Eklat bei BesuchTrump zeigt Ford-Arbeiter den Mittelfinger – der wird jetzt mit Geld zugeschüttet

US-Präsident Donald Trump besucht am 13. Januar das Ford-Werk in Dearborn (Michigan).

Copyright: Getty Images via AFP

US-Präsident Donald Trump besucht am 13. Januar das Ford-Werk in Dearborn (Michigan).

Aktualisiert

Bei einer Fabrikbesichtigung wird Donald Trump von den Rufen eines Arbeiters geschmäht. Der US-Präsident kontert ausfallend. Sein Sprecher findet das „angemessen“.

US-Präsident Donald Trump hat den schmählichen Zwischenruf eines Ford-Werkarbeiters denkbar vulgär quittiert.

Wie eine im Internet verbreitete Handyaufnahme zeigte, formte Trump bei einem Werkbesuch am Dienstag (Ortszeit) zweimal deutlich mit dem Mund den Ausdruck „Fuck you“ in Richtung des Störers und zeigte den Mittelfinger. Die Szene ereignete sich laut US-Medien in einer Fabrik des US-Autobauers Ford im US-Bundesstaat Michigan.

„Ein Geisteskranker schrie in einem Wutanfall wild Flüche“

Trumps Kommunikationsdirektor Steven Cheung bestätigte der „Washington Post“ die Authentizität der Aufnahmen.

„Ein Geisteskranker schrie in einem Wutanfall wild Flüche, und der Präsident gab eine angemessene und unmissverständliche Antwort“, hieß es in einem Statement des Sprechers, das der Zeitung und weiteren US-Medien vorlag.

Den Berichten zufolge beleidigte der Werkangestellte Trump als „Pädophilen-Beschützer“. Befragt von der „Washington Post“, bestätigte der mutmaßliche Zwischenrufer, dass sich seine Beschimpfung auf Trumps Agieren im Skandal um den Sexualstraftäter Jeffrey Epstein bezogen habe.

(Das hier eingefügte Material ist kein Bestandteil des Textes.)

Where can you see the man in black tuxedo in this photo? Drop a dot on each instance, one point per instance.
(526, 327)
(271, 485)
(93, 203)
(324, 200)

Er spüre wegen des Ausrufs „definitiv keine Reue“, sagte der 40-Jährige der Zeitung. Er mache sich allerdings Sorgen um die Zukunft seines Jobs und fürchte auch „politische Vergeltung“, weil er Trump „vor seinen Freunden blamiert“ habe. Eigenen Angaben zufolge wurde er infolge des Vorfalls von seiner Arbeit im Werk wegen laufender Ermittlungen freigestellt.

Kurios: Kurz nach dem Vorfall erstellte ein Unterstützer aus South Carolina eine Online-Spendenaktion. Innerhalb weniger Stunden kamen dort bereits 125.000 Dollar (rund 107.000 Euro) ein.

In der Beschreibung der Aktion heißt es: „Bitte helfen Sie uns, Spenden für den Patrioten TJ Sabula zu sammeln! TJ wurde von seinem Arbeitsplatz bei der Ford Automotive Company suspendiert, weil er Präsident Donald J. Trump zu Recht als Beschützer von Pädophilen bezeichnet hat! Lasst uns TJ unterstützen und ihm helfen, einige Rechnungen zu bezahlen (und DJT zwingen, die Trump/Epstein-Akten freizugeben).“ (dpa)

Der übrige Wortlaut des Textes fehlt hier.